Can I firstly say a huge (and not patronising) congratulations for realising you were chaotic and have landed yourself in an EA relationship. And that you realise you need to break free and are doing so for your children. Thanks.

Other advice is great here.

Collect paperwork.
Find out what you are entitled to in the interim financially whilst you find your new life.
Contact woman's aid.
Contact shelter to ask about housing options.

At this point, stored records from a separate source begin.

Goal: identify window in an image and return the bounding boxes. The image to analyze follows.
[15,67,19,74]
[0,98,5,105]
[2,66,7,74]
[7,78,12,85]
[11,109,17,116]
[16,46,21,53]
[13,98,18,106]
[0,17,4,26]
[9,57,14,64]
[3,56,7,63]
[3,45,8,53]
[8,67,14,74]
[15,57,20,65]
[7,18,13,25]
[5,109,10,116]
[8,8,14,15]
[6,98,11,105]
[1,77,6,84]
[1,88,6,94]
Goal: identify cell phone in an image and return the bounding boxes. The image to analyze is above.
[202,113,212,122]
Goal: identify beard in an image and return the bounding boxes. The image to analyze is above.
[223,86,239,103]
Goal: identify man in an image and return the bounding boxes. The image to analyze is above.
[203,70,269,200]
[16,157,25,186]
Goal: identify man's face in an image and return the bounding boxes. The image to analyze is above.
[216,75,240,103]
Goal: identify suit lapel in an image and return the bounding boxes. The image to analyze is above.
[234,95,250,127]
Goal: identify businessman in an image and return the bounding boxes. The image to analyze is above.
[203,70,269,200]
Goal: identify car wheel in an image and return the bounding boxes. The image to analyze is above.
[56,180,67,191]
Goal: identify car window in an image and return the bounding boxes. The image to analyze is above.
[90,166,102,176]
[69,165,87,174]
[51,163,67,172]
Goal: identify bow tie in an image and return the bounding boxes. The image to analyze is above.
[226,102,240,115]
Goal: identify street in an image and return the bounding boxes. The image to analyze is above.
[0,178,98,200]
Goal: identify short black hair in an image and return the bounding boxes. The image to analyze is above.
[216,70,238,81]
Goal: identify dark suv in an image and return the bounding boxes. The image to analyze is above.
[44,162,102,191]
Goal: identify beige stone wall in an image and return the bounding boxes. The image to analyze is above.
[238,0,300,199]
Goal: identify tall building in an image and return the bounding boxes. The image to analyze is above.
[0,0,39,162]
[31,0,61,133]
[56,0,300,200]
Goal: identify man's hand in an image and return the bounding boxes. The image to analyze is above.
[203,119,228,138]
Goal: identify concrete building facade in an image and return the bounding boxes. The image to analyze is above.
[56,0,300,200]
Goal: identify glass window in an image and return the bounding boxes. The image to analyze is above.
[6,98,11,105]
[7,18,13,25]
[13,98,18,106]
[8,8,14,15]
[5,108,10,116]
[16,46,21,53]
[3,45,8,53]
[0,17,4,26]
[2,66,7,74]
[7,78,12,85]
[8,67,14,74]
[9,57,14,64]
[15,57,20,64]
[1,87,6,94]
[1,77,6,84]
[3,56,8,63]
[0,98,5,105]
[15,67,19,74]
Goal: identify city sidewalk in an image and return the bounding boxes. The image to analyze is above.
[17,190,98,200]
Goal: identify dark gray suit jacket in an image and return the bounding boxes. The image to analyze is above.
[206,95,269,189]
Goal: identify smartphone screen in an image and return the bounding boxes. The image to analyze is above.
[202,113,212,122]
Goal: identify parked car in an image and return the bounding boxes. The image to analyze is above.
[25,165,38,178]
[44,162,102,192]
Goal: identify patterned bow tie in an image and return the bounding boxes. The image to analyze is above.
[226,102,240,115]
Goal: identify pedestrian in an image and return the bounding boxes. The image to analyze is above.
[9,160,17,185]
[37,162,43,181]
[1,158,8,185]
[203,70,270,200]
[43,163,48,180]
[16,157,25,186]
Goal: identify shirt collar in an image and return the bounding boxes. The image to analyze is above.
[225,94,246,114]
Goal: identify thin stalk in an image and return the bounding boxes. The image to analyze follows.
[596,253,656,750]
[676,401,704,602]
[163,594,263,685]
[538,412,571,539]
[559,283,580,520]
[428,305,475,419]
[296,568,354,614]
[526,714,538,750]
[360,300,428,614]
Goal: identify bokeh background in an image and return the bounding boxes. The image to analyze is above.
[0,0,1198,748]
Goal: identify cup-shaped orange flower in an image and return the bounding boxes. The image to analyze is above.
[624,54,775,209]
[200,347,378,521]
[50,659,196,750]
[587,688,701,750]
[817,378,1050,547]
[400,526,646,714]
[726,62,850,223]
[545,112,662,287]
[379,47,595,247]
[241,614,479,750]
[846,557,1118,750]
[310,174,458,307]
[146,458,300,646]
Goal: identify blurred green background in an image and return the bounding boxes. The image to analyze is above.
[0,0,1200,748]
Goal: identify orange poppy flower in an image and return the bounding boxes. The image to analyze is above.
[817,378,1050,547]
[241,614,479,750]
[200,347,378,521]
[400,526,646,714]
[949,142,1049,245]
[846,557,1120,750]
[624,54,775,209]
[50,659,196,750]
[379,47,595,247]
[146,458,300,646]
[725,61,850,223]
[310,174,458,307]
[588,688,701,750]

It won't be easy but it'll be worth it in the end

oneforthepain · 09/06/2019 08:22

I also found the info from the Money Advice Service (the one set up by gov) helpful when I was trying to figure out what to do:

www.moneyadviceservice.org.uk/en

oneforthepain · 09/06/2019 08:24

And www.turn2us.org.uk

ohwhattodowithmylife · 09/06/2019 09:13

You can do it, I have recently left mine. It's hard financially but we are ok.

I know we will be better off in the long term x

bluebeck · 09/06/2019 09:19

Agree with PP re the emotional side. Just tell him kindly - you are not in love with him any more and you will be separating. Does he have anywhere to go short term? Parents/friends?

If he kicks off in any way, you need to be firm. Bin bag his stuff and change the locks.

Financially, does he work? He will need to give you 20% of his net pay ( I think/may have changed) plus you may be entitled to UC. Check out the entitledto website to see what benefits you could get. Child maintenance is not included in calculations for benefits.